On the other hand, Silver’s “Yankee Stadium” shows the “hot corner” being used for batting practice in the old Yankee Stadium (this was painted in 2008, the last year of the original stadium’s use). The colors here are vivid reds, greens, and orange but there is a slight raggedness to the art style that suggests the age of the old ball park.
Jezewki’s “Highball” is more about the cultural aspects of the game. Speaking to The Mirror at the exhibit’s opening, he noted that the sport has its own language which he has used in metaphors throughout the pieces on exhibit.
“Two Balls, One Strike” is an example of this cultural punning. The kinetic sculpture-painting looks like a straight painting from a distance-done in black and white acrylic on wood, it portrays a ball player who has lost the ball while two other players look on in consternation. The picture would be a cartoon in itself—but if a viewer pulls a lever at the side a ball (actually a golf ball) rolls out of the painting and hits the player in a sensitive spot. Ouch! Jezewski explains that this work was inspired by coaches’ safety lectures that he heard in childhood on “the dangers of not wearing a cup.”
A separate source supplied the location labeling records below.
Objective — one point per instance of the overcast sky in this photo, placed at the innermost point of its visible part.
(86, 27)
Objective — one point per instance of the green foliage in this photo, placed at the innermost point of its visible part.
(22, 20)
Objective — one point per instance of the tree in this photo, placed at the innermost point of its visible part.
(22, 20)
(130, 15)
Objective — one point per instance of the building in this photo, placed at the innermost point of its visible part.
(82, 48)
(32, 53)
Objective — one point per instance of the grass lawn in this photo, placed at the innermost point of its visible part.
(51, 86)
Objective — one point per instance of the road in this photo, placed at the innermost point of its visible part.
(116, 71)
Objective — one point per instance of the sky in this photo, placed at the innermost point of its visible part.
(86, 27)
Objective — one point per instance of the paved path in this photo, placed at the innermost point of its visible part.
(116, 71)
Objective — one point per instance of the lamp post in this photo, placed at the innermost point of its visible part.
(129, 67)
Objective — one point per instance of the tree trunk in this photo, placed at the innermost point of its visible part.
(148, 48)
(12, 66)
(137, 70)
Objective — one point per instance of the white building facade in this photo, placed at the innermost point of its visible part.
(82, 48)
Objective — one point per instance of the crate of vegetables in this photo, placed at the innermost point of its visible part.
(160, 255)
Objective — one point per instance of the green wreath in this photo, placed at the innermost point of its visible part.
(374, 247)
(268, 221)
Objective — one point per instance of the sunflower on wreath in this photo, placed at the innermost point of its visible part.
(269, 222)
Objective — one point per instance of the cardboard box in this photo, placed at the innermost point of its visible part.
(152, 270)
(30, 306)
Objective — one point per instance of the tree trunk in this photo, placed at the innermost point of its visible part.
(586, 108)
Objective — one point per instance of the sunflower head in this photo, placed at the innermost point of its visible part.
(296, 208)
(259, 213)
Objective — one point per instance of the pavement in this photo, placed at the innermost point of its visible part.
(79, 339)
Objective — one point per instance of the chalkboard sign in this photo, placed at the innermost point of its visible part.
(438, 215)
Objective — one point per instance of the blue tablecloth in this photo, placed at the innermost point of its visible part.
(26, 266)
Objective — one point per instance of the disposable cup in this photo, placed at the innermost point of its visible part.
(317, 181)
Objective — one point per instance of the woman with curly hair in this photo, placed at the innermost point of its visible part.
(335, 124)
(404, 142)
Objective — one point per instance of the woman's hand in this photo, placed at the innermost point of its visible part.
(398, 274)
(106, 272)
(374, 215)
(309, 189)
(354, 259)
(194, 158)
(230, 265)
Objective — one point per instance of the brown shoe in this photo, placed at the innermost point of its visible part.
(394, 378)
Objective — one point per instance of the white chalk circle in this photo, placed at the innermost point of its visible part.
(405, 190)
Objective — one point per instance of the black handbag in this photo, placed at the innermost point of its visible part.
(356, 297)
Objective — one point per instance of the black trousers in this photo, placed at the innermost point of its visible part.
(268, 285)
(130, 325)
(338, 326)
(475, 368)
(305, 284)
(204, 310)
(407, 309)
“Full Moon,” another kinetic multimedia work, features a painting of a ball player with a sheep face surrounded by a frame adorned with tiny ball player miniatures that Jezewski found in thrift shops. If the sheep player portrait is opened, it reveals a cabinet containing wheels of fortune. Going back to the front portrait, one now sees that the player is holding a “crystal” ball rather than a baseball, in a comment on the fatalistic nature of the game.
There is also dark satire in other works like “All the World’s a Stage,” featuring Will Shakespeare holding a skull for a baseball, coming out to pitch at the stadium-like Stratford Theatre. “Nemesis” shows a Calaveras-style skeleton ball player; his torn uniform allows us to see flashing lights embedded under the outer canvas. In one hand he holds, not a baseball, but his heart, as if torn out of his chest.
And “Origin of the Species,” the largest canvas, depicts cave men, positioned like the defensive lineup in the field; the “pitcher” holding a huge boulder, the infielders holding spears, and a silhouette behind the men that, looked at from a distance, turns out to be the logo of Major League Baseball.
Though humorous on the surface, Jezewski’s art works show the dark side of baseball, even to comments on the tribulations of baseball legends like Tommy Lasorda and Jose Canseco.
Jezewski notes that people he met who liked baseball never showed up at his exhibits and the art world did not seem interested in baseball; hence he has tried to bring them together with his imaginative creations.
“Breath and Shadow” and “Highball” run at the Frank Pictures Gallery at Bergamot Station, Gallery A5, 2525 Michigan Ave. through Nov. 10.